You’ve seen them as you’ve walked or driven by: a miniature one-room schoolhouse atop a wooden post on a front lawn or a simple hutch attached to a building. No matter the design, the boxes are filled with books, and you are invited to take one. The nonprofit Little Free Library, based in Hudson, Wisconsin, fosters book exchanges with accessible boxes of books so that neighbors can grab a book and share their own.
Since sheltering in place due to COVID-19 began in March, however, many people who share books this way recognized a new opportunity. Some have added canned goods, homemade masks, craft supplies for kids, even toilet paper to their book-sharing boxes.
“It’s part of the DNA of our stewards to be helping their neighbors and their communities,” Greig Metzger ’82, the nonprofit’s executive director, said, referring to the term for Little Free Library’s volunteers.

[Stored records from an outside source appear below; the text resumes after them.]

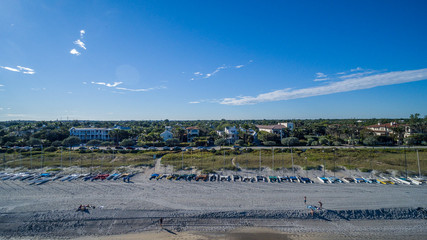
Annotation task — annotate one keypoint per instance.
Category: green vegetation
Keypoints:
(365, 160)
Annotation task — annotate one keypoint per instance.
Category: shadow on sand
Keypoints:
(169, 231)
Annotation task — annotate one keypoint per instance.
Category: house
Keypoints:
(278, 129)
(167, 134)
(231, 134)
(87, 134)
(192, 132)
(383, 129)
(121, 128)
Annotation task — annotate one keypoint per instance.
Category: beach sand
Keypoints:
(210, 210)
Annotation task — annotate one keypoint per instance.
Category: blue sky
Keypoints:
(150, 60)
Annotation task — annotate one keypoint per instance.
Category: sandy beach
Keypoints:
(210, 210)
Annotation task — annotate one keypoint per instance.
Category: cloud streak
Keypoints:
(74, 52)
(20, 69)
(346, 85)
(199, 75)
(115, 84)
(79, 43)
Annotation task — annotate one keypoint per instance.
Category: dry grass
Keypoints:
(363, 159)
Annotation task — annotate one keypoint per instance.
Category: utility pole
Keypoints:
(406, 163)
(292, 158)
(334, 162)
(324, 165)
(61, 156)
(272, 150)
(224, 158)
(41, 156)
(306, 167)
(419, 168)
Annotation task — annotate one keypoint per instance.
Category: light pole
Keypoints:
(406, 162)
(61, 156)
(306, 167)
(334, 162)
(272, 150)
(292, 158)
(324, 165)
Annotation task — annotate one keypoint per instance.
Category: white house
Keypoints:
(192, 132)
(87, 134)
(167, 134)
(231, 134)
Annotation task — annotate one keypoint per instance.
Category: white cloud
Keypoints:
(356, 69)
(140, 90)
(80, 44)
(10, 69)
(350, 84)
(199, 75)
(321, 77)
(24, 70)
(115, 84)
(74, 52)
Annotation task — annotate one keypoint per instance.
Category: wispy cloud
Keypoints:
(115, 84)
(10, 69)
(79, 43)
(74, 52)
(141, 89)
(24, 70)
(346, 85)
(321, 77)
(199, 75)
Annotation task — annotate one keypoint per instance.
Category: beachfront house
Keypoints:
(279, 128)
(167, 134)
(382, 129)
(192, 132)
(87, 134)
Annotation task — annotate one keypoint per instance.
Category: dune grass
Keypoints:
(381, 160)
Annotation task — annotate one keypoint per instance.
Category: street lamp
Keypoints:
(324, 165)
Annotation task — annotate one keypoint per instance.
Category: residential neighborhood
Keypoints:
(340, 132)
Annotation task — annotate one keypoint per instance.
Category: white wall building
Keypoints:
(231, 134)
(87, 134)
(167, 134)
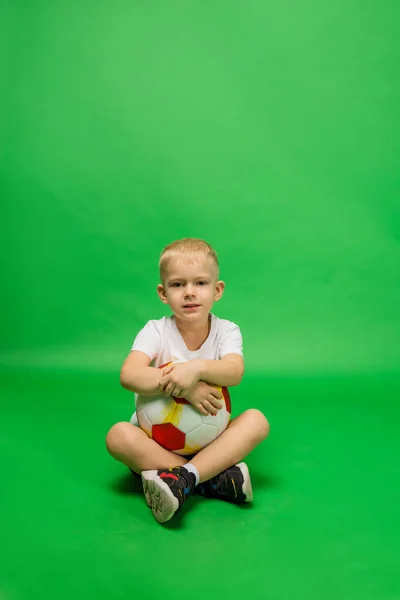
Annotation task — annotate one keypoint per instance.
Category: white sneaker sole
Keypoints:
(159, 496)
(247, 489)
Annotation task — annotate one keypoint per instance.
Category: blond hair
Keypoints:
(183, 247)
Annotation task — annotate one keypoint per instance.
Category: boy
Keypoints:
(212, 348)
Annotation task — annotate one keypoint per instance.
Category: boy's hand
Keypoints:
(205, 398)
(178, 379)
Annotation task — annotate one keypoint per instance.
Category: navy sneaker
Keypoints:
(166, 490)
(233, 485)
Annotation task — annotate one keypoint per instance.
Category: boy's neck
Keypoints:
(194, 332)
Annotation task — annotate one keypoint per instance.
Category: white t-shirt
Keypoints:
(161, 340)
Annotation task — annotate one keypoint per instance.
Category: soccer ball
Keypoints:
(177, 426)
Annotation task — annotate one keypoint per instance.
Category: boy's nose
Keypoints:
(189, 291)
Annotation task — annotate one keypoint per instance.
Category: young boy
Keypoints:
(212, 349)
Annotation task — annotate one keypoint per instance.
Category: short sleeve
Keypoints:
(231, 341)
(148, 340)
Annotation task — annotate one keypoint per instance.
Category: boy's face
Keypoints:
(190, 287)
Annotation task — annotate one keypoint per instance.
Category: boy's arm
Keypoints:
(225, 372)
(137, 375)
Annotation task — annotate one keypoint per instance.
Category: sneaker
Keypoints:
(167, 490)
(233, 485)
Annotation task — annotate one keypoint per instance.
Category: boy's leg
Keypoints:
(167, 491)
(131, 446)
(243, 434)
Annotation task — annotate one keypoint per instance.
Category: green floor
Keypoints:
(324, 524)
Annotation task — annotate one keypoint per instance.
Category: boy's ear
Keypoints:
(219, 290)
(161, 293)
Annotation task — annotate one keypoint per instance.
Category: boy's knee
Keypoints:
(259, 423)
(117, 436)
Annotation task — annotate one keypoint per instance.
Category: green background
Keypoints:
(272, 131)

Metzger grew up in a family of readers, so his move to Little Free Library last summer seemed a natural fit. His previous job had been as executive director of a Twin Cities organization that tackled food insecurity and served thousands each month. What is transpiring with the Little Free Library allows Metzger to draw from both experiences.
“It is full circle for me,” Metzger said. He sees his job as not only about connecting neighbors, but also marshaling local volunteer efforts to deliver resources from where there’s plenty to where there is not enough.
In a recent PBS interview, Metzger was asked about the new twist on the book-sharing boxes, as was Little Free Library steward Heather Butts ’94. Metzger explained: “The Little Free Library network gives the physical opportunity for people to connect and support each other as a community, even though they’re not necessarily connecting physically right next to one another. So it’s been great to see this unfold.”
The nonprofit has posted a map where sharing boxes can be found, as well as guidance on how stewards can make sure they are protecting themselves — and those who benefit from their generosity — and not spread the virus.